Como suelen suceder las cosas en el país, como si fueran naturales, el dólar se ha convertido en nuestro signo monetario. Ni de vaina Guzmán Blanco en 1879 pensó que algo como esto podría ocurrir. Pero ocurrió. Hoy el 53% de nuestras transacciones se hacen en moneda norteamericana, bueno, en honor a la verdad, el bolívar hoy es una moneda depreciada y despreciada

Cómo ha llegado el país ha tener tantos dólares, es casi un misterio, pues si contamos lo que llega por las remesas, lo que nos llega por la venta del poco petróleo que exportamos, y otros rubros, no sumamos los 700 millones de dólares que los especialista señalan que circulan en la economía venezolana. Hacemos la observación que estamos haciendo, abstracción de dinero sucio que obviamente se lava y se legaliza en el país a través de fachadas empresariales.

Pero miren que no es fácil lidiar para el común de la gente, con nuestro nuevo signo monetario. Esa dificultad ocurre especialmente en la ciudad de Maracaibo, donde todo es más difícil.

Por eso, en la entrega de esta semana brindaremos a nuestros lectores un manual muy sencillo para manejar con eficiencia el dólar y evitarle situaciones difíciles.
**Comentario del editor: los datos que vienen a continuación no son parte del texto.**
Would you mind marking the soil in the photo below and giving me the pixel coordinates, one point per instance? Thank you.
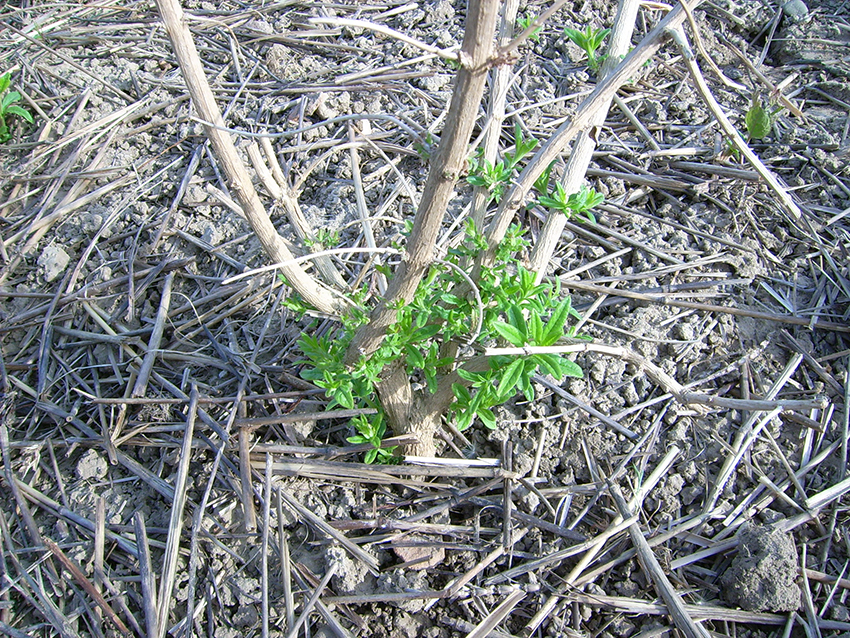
(116, 225)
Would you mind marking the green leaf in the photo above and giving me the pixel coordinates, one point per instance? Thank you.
(464, 420)
(551, 364)
(475, 378)
(527, 387)
(425, 332)
(517, 320)
(487, 418)
(535, 328)
(509, 333)
(555, 325)
(758, 120)
(461, 393)
(414, 357)
(10, 98)
(509, 380)
(571, 368)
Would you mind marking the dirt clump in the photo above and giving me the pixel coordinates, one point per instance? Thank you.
(763, 575)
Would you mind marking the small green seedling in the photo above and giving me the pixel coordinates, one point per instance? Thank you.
(323, 238)
(8, 107)
(576, 204)
(759, 118)
(372, 431)
(523, 23)
(589, 41)
(497, 177)
(511, 308)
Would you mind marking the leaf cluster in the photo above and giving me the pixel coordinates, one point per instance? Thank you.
(526, 21)
(8, 107)
(589, 41)
(511, 308)
(759, 118)
(495, 178)
(573, 204)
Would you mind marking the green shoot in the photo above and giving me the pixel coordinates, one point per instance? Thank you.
(324, 238)
(576, 204)
(525, 22)
(589, 41)
(759, 119)
(372, 431)
(497, 177)
(513, 309)
(8, 108)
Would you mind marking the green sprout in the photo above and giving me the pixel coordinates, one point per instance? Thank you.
(8, 108)
(512, 308)
(525, 22)
(589, 41)
(497, 177)
(324, 238)
(372, 431)
(759, 118)
(572, 205)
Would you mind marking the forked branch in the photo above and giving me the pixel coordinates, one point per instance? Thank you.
(319, 296)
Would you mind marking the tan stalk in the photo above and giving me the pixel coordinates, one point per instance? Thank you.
(621, 37)
(582, 120)
(314, 293)
(447, 165)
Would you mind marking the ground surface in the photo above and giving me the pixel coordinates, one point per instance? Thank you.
(116, 225)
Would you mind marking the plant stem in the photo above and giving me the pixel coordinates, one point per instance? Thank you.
(586, 143)
(550, 151)
(314, 293)
(447, 165)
En verdad quiero contribuir modestamente a que ustedes no cojan arrecheras justamente cuando ya tienen las cosas en su carrito y el cajero le dice: lo siento señor ese billete no lo recibimos aquí, pues, está manchado, la ceja de Benjamín Franklin tiene un arquito medio raro que hace que ese billete pudiera ser falso, o usted puede escuchar los más comunes, está roto o está viejo  y, carajo, hasta tiene mal olor.

Veamos, esto es lo que usted tiene que hacer si posee un billete de cualquier denominación: Primero, tiene obviamente que cuidar ese billete, manoséelo con cariño y no lo descuide pues, ese billete del carajo, tiene muchos amigos.
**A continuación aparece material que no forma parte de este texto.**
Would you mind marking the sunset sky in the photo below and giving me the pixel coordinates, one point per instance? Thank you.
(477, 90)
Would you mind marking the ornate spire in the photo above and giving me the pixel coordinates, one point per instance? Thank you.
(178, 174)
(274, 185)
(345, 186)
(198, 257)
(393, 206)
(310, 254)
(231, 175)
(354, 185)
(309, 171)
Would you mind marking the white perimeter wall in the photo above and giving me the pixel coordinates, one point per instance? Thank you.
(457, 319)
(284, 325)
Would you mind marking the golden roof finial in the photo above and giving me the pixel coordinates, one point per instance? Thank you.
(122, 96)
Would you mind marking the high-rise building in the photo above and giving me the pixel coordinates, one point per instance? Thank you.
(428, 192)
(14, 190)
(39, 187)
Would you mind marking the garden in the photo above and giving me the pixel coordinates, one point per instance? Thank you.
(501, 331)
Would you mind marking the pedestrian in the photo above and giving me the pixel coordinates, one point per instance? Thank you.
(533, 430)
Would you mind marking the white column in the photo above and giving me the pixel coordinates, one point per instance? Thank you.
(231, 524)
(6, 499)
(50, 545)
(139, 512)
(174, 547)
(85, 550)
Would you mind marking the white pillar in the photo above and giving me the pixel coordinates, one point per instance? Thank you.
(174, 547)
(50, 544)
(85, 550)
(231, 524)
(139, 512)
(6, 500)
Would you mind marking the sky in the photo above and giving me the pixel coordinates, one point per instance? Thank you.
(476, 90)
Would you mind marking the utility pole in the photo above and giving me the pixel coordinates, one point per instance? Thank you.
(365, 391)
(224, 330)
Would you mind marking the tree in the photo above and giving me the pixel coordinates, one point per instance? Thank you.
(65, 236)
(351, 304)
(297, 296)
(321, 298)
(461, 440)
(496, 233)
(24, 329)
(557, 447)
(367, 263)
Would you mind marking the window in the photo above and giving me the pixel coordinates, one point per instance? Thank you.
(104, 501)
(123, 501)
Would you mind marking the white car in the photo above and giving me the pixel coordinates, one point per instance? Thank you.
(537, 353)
Segundo, no lo meta en su bolsillo derecho, donde por lo general mete las llaves de su carro (se ha comprobado que las llaves del carro son de las peores enemigas, pues son las causante de las rasgaduras y los rayones que sufren), pues allí es cuando las cajeras de Pastelitos Pipo, Chop´s, Salsa y Mordisco, etc., lo puede dejar sin desayuno, negándose a recibir el billete.

Tercero, no lo arrugue. Si por un descuido lo arruga, al confundirlo con una factura de tintorería, la única solución es acudir a Las Pulgas, nuestro Banco Central informal, a ver si un alma piadosa de los cambistas se conduele de su situación y se lo acepta.

Cuarto, no lo doble por la mitad, como seguramente hacía con el hoy despreciable billete de 500 bolívares, pues la marca que se forma es igualmente motivo de no aceptación por los comerciantes formales e informales que actúan como agentes del servicio de protección de la Reserva Federal norteamericana.

Y quinto, evite billetes viejos, esa es una razón de primer orden para invalidar su transacción, y sobre todo, si el billete, especialmente los viejos de 10 dólares, tienen el retrato de Alexander Hamilton, este señor, fue el primer secretario del Tesoro de los EE.UU., nunca fue presidente de ese país. Esto lo supe de primera mano, porque, los maracuchos serán pendejos para calarse las largas colas para comprar gasolina sin chistar, pero se las saben todas a la hora de recibir dólares. El señor que me vende el pollo, me echo el cuento de Hamilton para rechazarme el billete de diez con el que yo quería comprarle dos kilos de pechuga, y de paso me remató: además, señor Arenas, ese tipo ni norteamericano era.

Esta es mi humilde contribución para un mejor uso de su billete de dólar.